O Velho e o Cão

 

Conto de Natal de Carlos Leite Ribeiro

 

 
 

Ninguém sabe ao certo que é o António da Trouxa. Uns dizem que é um professor aposentado outros dizem que era profissional da Finanças. Também não se sabe porque se quis aposentar antes da data limite para se tornar num hippie dos tempos modernos.

Certo dia, abandonou o seu circulo de amigos e familiares e partiu à aventura de tenda de campismo às costas sempre acompanhado pelo seu fiel cão de nome Janota. Era uma figura alta e elegante, bem falante, com barba e cabelo quase brancos que lhe chegava até ao peito.

Vamos encontrar o António da Trouxa e o seu cão, numa noite da véspera do Natal, a caminho de sua barraca de campismo que estava armada debaixo de uma ponte.

- Pois é amigo cão Jonota, estamos novamente no Natal. Repara para a pressa que os automobilistas têm de chegar a casa para com a família, comemorarem esta Noite da Consoada.
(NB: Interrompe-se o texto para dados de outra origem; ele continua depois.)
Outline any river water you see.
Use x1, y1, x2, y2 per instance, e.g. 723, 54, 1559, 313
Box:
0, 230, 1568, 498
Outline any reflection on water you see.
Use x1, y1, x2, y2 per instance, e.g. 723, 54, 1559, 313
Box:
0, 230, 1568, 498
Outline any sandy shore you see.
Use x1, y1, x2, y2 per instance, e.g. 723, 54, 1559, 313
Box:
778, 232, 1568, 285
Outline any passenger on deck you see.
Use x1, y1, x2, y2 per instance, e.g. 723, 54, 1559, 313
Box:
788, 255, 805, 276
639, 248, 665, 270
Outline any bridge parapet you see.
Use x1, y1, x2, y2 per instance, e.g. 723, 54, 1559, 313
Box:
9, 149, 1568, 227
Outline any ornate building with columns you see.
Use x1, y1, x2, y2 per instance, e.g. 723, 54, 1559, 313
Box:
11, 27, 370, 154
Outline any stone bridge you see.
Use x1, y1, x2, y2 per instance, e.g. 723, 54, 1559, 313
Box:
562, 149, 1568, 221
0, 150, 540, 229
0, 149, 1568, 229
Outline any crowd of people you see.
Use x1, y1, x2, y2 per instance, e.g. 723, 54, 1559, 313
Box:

O cão parecia que o entendia dando uns latidos baixinhos e dando à cauda. O António continuou a falar com seu cão:

- Mas amigo, nós também temos aqui uma bela posta de bacalhau que vou cozer com batatas e grelos bem regado com bom azeite. Além de uma garrafinha de vinho branco de Colares. Já sei que não gostas de vinho, por isso vais beber água engarrafada.
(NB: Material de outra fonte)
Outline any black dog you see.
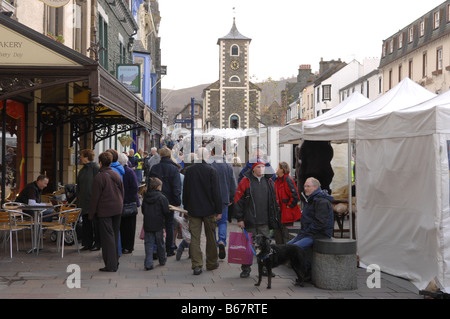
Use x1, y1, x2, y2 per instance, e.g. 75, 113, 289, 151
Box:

Já perto da tenda, ouviram um carro travar (frear) violentamente seguindo um som de um embate de chapas.

- Janota, alguém teve um acidente. Vamos lá ver o que se passou …

E os dois puseram-se a caminho para o lado em que ouviram o embate. Desceram uma ravina e começaram a ver no fundo um carro a deitar muito fumo. Apressaram o passo e em breves minutos chegam junto do carro acidentado que se encontrava de rodas para o ar. Pelas janelas, o António viu lá dentro um homem desmaiado. Com uma pedra, partiu o vidro, abrindo a porta de seguida. Como o carro estava a começar a arder, arrastou o homem que começava a dar sinais de acordar, para bem longe do carro. Já quando o homem estava em pé, o carro explodiu.

- Ó homem, você escapou de boa. Se me demoro mais um pouco, a esta hora estaria mais assado que uma sardinha. Agarre no seu telemóvel (celular) e ligue aos bombeiros para que mandem uma ambulância.

- Não, não é preciso meu bom homem, nada tenho partido e estes arranhões desinfecto-os em casa. Vou telefonar a minha mulher para me vir buscar e amanhã faço a participação à companhia de seguros. Entretanto, diga quem é você ?

- Sou o António da Trouxa e este aqui é o meu cão e companheiro, Janota. Moramos já a algum tempo debaixo daquela ponte numa tenda de campismo.

- O meu nome é José Carvalho e sou um médio empresário. Além de ter pena de perder o carro, mais pena ainda tenho nas prendas que tinha comprado para minha esposa e filhos.

- Deixe lá as prendas e dê graças a Deus por estar vivo !

- Tem razão, meu amigo !

Entretanto, chegou a esposa do José Carvalho que logo se inteirou do acontecido. O casal fez questão em convidar o António da Trouxa e o Janota, para ceia da Consoada, que a muito custo acederam.

Já em casa e depois de apresentarem seus filhos o homem e o cão, a D. Celeste “sugeriu” a António da Trouxa e seu cão que, enquanto a ceia não estava na mesa, que fossem tomar um banho reconfortador, sobretudo para tirar o cheiro a queimado do carro ardido …

Durante a ceia, o António da Trouxa, deu evasão a seus dotes oratórios e contou belos contos de Natal. Todos ficaram encantados com ele e com o Janota que fazia umas piruetas que faziam todos rir. Já de madrugada, os anfitriões convidaram o António e o Janota para pernoitarem na casa. Aceitaram. Ainda o sol não tinha nascido, já o António estava a pé e preparado para partir para a sua tenda. O Janota é que desde do princípio se mostrou contra a decisão do dono. Este teve que pegar-lhe ao colo para o transportar para fora de casa.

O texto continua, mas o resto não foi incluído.